The first step in such an instance is for the copyright owner to determine whether the accused content is stored on the ISP’s system. If the ISP does not store the infringing material on its website, then it will generally not be held liable for the content and the DMCA would not require the ISP to take any policing action against the accused material. It may still be possible, however, to determine the identity of the anonymous accused party by filing a subpoena against the ISP in federal court demanding that it reveal the owner of the accused material. Whether they intend to or not, Internet users leave electronic finger prints every time they go online. Therefore, even if the ISP doesn’t have the name or telephone number of the accused party, the ISP should be able to identify some ultimate source and provide some sort of contact information.

The response deadline to such a subpoena can be as short as 7 days, and can be an effective tool in learning the identity of the alleged infringer. Moreover, this quick response requirement sometimes prevents the offending party from learning that the ISP has even been subpoenaed for his or her identity and then attempting to quash the subpoena to block the ISP from revealing his or her identity. Our experience has been, though, that out of fear of liability to the accused party, the ISP will often provide notice to the accused party, allowing them an opportunity intervene and possibly move to quash the subpoena. Judges are also sometimes reluctant to issue a subpoena in these instances, believing that such subpoenas are often used heavy-handedly to restrict and silence free speech or self-expression. In cases where the infringing material is clearly being used in a derogatory or improper manner, however, a subpoena may not only be the best option, but the only practical option as well.

On the other hand, if the accused material does indeed reside on the ISP’s system, then an element of responsibility arises and the DMCA requires an ISP to establish its own mechanism for receiving and processing copyright infringement claims from the public. This mechanism allows the copyright owner to send a written notification to the ISP claiming that copyright infringement is occurring on a site it hosts. The notification must state at least the following:

  • Identification of the copyrighted work that is claimed to have been infringed;
  • Identification of the material that is claimed to be infringing and that is to be removed or access to which is to be disabled;
  • Information reasonably sufficient to permit the ISP to locate the material; and
  • a statement that the complaining party has a good-faith belief that use of the material in the manner complained of is not authorized by the copyright owner, its agent, or the law.

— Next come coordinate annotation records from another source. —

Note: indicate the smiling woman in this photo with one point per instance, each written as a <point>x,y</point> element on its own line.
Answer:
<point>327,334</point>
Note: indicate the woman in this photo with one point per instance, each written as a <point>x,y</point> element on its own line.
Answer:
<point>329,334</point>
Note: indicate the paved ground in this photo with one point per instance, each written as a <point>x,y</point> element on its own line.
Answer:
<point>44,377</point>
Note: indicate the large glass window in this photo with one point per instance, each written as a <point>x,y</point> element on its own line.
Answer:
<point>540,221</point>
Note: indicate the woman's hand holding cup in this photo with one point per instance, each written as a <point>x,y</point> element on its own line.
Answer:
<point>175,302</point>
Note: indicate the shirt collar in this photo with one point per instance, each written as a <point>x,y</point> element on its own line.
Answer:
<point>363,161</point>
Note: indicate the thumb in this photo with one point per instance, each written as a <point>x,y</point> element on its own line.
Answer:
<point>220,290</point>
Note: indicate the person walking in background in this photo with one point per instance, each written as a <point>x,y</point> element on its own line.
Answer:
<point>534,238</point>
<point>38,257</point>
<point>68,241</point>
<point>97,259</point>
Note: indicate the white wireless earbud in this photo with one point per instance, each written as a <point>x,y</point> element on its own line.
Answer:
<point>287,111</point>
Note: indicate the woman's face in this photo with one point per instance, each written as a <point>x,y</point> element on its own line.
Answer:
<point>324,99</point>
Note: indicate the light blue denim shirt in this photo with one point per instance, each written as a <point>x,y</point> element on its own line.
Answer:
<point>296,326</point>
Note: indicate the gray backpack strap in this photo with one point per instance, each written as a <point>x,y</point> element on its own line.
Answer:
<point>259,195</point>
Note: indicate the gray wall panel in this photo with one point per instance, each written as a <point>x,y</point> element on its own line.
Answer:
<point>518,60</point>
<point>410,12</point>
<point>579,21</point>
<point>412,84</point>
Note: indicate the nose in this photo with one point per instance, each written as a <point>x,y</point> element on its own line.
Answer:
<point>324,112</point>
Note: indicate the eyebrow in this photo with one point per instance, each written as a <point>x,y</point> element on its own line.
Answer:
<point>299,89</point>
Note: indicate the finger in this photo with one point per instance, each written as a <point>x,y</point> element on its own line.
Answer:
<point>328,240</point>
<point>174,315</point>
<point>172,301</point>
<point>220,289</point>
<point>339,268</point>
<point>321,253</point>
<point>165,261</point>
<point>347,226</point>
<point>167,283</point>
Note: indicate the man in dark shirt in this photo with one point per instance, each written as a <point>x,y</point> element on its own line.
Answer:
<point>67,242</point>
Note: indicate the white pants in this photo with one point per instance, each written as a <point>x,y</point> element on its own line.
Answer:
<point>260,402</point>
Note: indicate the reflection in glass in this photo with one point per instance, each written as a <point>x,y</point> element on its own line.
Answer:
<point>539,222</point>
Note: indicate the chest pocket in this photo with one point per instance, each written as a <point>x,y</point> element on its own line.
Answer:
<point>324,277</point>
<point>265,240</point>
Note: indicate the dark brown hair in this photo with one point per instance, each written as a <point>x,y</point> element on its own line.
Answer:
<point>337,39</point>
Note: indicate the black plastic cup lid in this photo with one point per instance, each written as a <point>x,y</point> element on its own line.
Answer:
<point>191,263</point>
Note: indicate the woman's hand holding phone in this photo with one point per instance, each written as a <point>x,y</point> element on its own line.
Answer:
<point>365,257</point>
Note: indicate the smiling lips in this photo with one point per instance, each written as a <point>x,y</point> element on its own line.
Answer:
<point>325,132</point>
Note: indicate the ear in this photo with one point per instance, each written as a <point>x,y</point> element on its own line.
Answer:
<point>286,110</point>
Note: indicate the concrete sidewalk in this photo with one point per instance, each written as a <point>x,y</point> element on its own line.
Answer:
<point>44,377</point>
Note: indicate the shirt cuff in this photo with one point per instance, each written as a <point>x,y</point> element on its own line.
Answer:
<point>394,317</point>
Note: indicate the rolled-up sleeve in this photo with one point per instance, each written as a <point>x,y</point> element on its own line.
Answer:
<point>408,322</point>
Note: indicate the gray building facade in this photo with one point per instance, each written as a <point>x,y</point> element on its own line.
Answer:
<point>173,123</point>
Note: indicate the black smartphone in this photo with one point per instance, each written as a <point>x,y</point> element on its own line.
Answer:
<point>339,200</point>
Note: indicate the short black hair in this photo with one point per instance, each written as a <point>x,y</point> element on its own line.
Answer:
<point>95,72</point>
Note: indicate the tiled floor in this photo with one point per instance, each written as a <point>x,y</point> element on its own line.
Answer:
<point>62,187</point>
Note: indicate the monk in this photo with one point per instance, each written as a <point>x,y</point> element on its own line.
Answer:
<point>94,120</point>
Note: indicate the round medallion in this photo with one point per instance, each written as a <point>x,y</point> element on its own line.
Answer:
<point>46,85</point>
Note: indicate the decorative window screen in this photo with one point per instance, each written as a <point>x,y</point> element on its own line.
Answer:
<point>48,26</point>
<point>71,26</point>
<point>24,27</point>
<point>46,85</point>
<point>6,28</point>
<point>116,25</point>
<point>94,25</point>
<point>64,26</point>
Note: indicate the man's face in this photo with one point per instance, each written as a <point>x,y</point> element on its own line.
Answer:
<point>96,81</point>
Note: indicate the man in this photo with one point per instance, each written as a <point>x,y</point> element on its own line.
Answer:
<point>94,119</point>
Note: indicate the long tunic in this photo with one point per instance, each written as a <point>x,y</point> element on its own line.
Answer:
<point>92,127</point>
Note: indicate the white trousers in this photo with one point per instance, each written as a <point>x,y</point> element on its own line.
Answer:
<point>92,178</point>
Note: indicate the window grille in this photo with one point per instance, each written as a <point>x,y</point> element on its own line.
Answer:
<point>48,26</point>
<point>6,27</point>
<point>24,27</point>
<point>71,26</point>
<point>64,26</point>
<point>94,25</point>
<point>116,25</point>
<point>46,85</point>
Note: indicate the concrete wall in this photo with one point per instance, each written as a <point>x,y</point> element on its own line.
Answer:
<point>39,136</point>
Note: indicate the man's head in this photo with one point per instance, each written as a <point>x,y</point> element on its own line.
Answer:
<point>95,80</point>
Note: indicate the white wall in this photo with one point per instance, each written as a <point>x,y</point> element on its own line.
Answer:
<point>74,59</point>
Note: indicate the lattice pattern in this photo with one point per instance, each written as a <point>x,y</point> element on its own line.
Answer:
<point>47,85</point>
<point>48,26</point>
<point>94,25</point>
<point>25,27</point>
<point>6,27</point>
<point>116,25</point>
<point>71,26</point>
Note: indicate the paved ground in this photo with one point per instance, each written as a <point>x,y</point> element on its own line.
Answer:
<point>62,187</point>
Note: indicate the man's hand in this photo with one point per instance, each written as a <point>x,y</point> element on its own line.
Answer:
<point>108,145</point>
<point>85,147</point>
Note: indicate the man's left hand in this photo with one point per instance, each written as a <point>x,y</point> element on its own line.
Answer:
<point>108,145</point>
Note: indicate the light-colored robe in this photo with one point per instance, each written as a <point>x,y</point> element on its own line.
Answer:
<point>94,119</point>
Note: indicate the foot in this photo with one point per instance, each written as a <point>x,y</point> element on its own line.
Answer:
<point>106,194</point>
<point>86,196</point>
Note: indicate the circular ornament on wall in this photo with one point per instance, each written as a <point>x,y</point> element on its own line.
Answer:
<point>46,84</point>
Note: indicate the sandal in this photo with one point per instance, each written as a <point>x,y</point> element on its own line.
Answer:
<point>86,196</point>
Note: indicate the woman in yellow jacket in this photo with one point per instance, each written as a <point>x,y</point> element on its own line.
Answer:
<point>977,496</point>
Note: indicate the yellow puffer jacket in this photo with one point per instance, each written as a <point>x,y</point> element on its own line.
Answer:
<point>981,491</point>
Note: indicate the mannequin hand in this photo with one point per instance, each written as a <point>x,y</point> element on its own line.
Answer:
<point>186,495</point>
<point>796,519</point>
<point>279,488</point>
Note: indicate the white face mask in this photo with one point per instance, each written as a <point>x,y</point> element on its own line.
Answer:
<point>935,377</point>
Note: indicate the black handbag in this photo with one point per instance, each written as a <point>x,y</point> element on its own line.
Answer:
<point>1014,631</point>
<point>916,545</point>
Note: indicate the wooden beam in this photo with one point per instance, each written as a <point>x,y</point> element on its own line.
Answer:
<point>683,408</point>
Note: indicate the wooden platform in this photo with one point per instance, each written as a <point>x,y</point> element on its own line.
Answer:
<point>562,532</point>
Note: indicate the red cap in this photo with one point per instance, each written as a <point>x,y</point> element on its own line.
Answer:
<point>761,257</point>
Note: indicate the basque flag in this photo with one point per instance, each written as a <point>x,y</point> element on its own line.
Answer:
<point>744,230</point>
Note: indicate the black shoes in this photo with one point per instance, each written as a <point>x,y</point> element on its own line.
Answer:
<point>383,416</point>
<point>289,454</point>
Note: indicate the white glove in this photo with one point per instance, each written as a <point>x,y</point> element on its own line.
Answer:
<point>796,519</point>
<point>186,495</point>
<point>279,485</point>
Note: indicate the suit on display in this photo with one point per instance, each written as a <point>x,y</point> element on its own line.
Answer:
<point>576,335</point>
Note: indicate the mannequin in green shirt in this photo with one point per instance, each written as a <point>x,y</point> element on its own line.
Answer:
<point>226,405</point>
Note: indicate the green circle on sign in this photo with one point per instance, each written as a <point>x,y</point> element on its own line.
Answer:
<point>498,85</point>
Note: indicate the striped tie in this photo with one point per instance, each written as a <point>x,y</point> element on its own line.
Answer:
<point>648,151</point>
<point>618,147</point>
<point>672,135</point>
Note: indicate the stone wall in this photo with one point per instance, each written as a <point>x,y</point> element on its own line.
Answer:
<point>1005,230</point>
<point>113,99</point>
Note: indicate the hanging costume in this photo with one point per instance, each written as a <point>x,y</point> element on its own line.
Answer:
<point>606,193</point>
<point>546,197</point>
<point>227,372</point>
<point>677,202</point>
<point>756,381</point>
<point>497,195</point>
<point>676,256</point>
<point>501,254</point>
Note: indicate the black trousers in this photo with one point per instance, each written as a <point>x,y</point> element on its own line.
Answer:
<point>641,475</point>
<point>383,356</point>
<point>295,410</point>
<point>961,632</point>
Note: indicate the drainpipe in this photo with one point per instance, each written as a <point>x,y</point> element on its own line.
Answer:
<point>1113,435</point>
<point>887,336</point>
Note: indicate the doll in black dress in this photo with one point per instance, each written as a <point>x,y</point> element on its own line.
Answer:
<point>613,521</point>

Such a claim does not alone, however, resolve the matter entirely. In response to this notification, the ISP will deny public access to the accused material and notify and allow the alleged infringer the opportunity to file a “counter notification” with the ISP, stating his or her belief that the material was removed or disabled as a result of mistake or misidentification. If such a valid “counter notification” is sent to the ISP, the ISP must provide the original complainant with a copy of the counter notification and inform the complainant that the accused material will be replaced or access to it restored in 10 business days. The ISP must then restore public access to the accused material once the 10-day period passes. The only option left to the complainant to prevent this eventuality at that point is to initiate legal action to restrain the ISP and push to learn the identity of the respondent.

The details of what constitutes an “internet service provider” under the DMCA or whether an ISP’s complaint mechanism qualifies it for protection under these DMCA “safe harbor” provisions are complicated legal questions that require specific legal analysis relevant to the infringement claim itself. The category of ISPs is much broader than one would think. What is clear, however, is that the DMCA provides a mechanism allowing an ISP to remove itself from the role of Internet policeman and to claim neutrality and innocence – leaving the boxing gloves to be donned by the parties.